Após uns três minutos, bem na hora que eu já tava prometendo que, agora, seria a minha vez de abrir a porta do avião pra meu brother cair, o avô dele surgiu do nada, quase gritando:
— Márcio! Seu nome é Márcio! Você caiu do carro naquela vez. Achou que iria me esquecer?!
Imagina Só
Contos, causos, ensaios e histórias com manchas de dendê. Aqui eu falo um pouco sobre Salvador, a Bahia e sobre minhas histórias também, que são as quais eu conheço (um pouco).
Pelo menos um texto inédito por mês.
Minha lembrança é realmente ter vivido tudo isso em câmera lenta.
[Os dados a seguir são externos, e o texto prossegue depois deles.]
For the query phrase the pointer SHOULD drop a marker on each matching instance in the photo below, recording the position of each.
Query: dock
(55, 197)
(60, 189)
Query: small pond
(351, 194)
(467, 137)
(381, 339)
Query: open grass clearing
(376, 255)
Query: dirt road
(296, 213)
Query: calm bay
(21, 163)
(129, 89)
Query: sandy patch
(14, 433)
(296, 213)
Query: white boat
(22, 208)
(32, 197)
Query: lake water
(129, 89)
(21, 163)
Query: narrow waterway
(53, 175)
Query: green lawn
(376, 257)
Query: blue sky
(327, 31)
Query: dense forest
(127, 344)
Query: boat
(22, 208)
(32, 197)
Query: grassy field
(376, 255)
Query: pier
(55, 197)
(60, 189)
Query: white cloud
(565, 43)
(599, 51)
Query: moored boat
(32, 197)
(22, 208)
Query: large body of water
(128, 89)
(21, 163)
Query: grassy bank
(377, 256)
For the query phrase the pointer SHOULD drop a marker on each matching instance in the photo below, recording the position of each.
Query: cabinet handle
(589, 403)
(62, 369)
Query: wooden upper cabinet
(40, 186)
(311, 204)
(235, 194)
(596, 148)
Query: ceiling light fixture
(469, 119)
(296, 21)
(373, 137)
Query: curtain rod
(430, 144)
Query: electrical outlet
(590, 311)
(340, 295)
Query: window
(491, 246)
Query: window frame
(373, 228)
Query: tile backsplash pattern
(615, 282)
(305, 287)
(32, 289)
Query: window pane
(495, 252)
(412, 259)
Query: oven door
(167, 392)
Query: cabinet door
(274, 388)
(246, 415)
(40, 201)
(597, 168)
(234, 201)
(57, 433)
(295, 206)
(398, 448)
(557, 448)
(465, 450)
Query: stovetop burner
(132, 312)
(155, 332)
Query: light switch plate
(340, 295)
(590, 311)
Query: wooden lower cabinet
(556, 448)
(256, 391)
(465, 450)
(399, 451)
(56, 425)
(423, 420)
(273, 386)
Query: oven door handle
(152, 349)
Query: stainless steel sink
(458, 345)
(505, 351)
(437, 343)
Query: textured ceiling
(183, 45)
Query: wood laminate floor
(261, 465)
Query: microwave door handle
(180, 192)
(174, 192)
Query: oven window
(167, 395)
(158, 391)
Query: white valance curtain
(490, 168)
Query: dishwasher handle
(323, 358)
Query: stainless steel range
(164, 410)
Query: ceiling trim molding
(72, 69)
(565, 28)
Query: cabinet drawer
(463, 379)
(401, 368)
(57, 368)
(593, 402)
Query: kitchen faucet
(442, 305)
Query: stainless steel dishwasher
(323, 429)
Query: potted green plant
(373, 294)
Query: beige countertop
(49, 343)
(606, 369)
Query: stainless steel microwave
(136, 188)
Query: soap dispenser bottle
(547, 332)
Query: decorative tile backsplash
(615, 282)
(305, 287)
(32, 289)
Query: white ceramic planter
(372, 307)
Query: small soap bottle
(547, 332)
Ainda sinto o calor do asfalto quando lembro e tudo é muito vivo aqui dentro. Eu girando, as pessoas gritando, o caminho que fiz cambaleando e mancando até o carro
O barulho que o avô do meu colega também ouviu e me perguntou, quando voltei pro carro, deve ter sido meu ombro ou minha bacia, mas eu falei que tinha sido o meu tênis (?!) para deixarem eles tranquilos. Eu, até hoje, não gosto de dar trabalho, incomodar ou preocupar as pessoas e, naquele dia, não foi diferente.
Merthiolate, naquela época, ardia. Pra caray.